В остальном это то, каким ты хочешь, чтобы тебя видели. Никто ведь не сказал, что интервью — это исповедальный жанр. Ощущение неуязвимости идет как раз от очень большой уязвимости и от умения закрываться неглупыми общими словами, нетупыми формулировками. К этому приучила жизнь. Я как раз человек с не очень высокой самооценкой. Но я люблю и умею хвалить.
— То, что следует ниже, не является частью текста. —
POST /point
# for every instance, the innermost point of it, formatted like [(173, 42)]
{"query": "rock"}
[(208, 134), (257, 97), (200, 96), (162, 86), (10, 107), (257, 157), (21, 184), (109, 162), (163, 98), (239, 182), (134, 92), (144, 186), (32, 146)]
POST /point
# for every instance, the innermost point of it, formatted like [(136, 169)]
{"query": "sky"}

Я хороший зритель, ценю талантливых людей и обожаю тех, кто меня удивил хотя бы на одну секунду,— такой простой принцип. Удивление в моей профессии является одним из самых главных критериев. Репетируешь-репетируешь два месяца, сто раз слышал одну и ту же фразу. Выходишь на сцену, вдруг человек тебе ее говорит — и ты понимаешь, что она прозвучала совершенно невероятно. Так искренне, что ты совсем к этому не готов. И ты в этот момент испытываешь то удивление, которое я высоко ценю.

А от себя самое большое наслаждение — когда ты сам себя удивил. У меня несколько таких секунд, даже не минут, на всю жизнь наберется.
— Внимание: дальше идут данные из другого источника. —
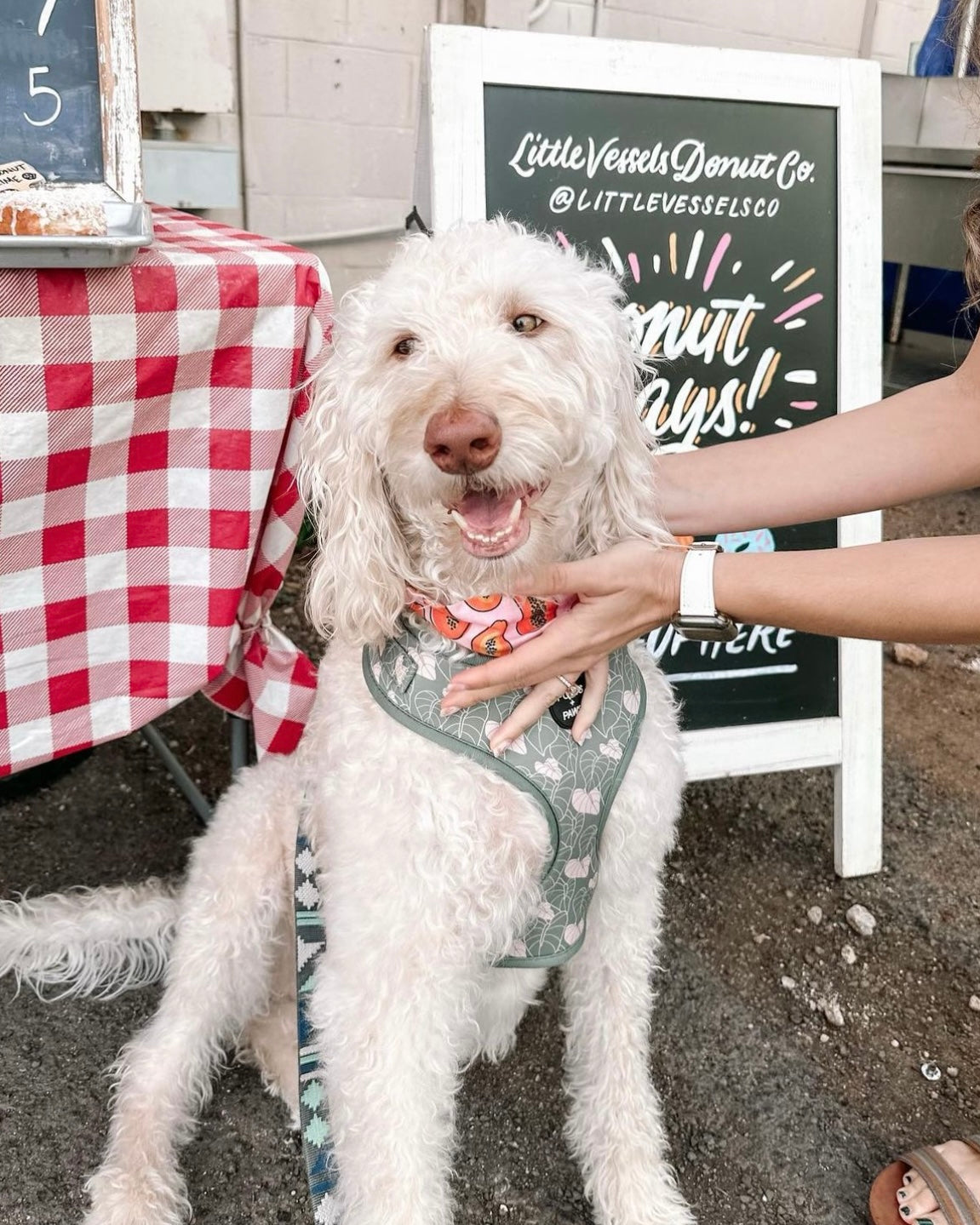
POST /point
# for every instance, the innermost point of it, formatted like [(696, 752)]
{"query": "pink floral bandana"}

— А случается, что вам хочется сорваться, наговорить лишнего?

— Случается, например, когда к делу, которым мы занимаемся, применяются штампы. Вроде бы не надо обращать внимания, следует пропускать мимо и делать вид, что этого не было, но меня очень обижает несправедливая, запрограммированная критическая пресса. Большая часть того, что пишется,— это интервью с нами. Когда меня спрашивают о "Городке", я всегда прошу: напишите, что именно вы о нем думаете. Почему все время об этом говорю я? Естественно, я люблю его, это мой дом, он меня и моего партнера в прямом смысле спас от краха профессионального и человеческого. Теперь мне интересно мнение, только не мое, а чужое. Ладно, допустим, оно сформировалось несколькими словами телевизионного критика Ирины Петровской или еще чьими-то. Про нас пишут, что "Городок" — это "вершина", "вкус", "человеческая история", "как смогли за столько лет не опуститься, не опошлиться", "семнадцать лет в эфире — это беспрецедентно". Но как только мы пытаемся интегрироваться во что-нибудь другое — в театр, например... Хотя это странно: я всю жизнь проработал в театре, но для большинства людей я телеперсона. Так вот, эту свою ненависть интеллигентных людей к телевидению вообще они переносят на любую персоналию, которая со своим медийным рылом пытается осквернить святые стены театрального храма. С этого момента критика становится убийственной. Меня называют шоуменом, но я никогда в этом качестве нигде не работал. Я не обращаюсь к зрителям со словами: "Добрый вечер! Как я рад, что мы снова вместе!" Мы двадцать лет работаем на телевидении актерами. Мы — артисты, которые придумали много маленьких фильмиков для телевидения. Пленка дешевая, цена дубля очень мала, и это артистов освобождает. Безответственность и умение получать от этого удовольствие сделали нас артистами. Так вот, все это перечеркивается.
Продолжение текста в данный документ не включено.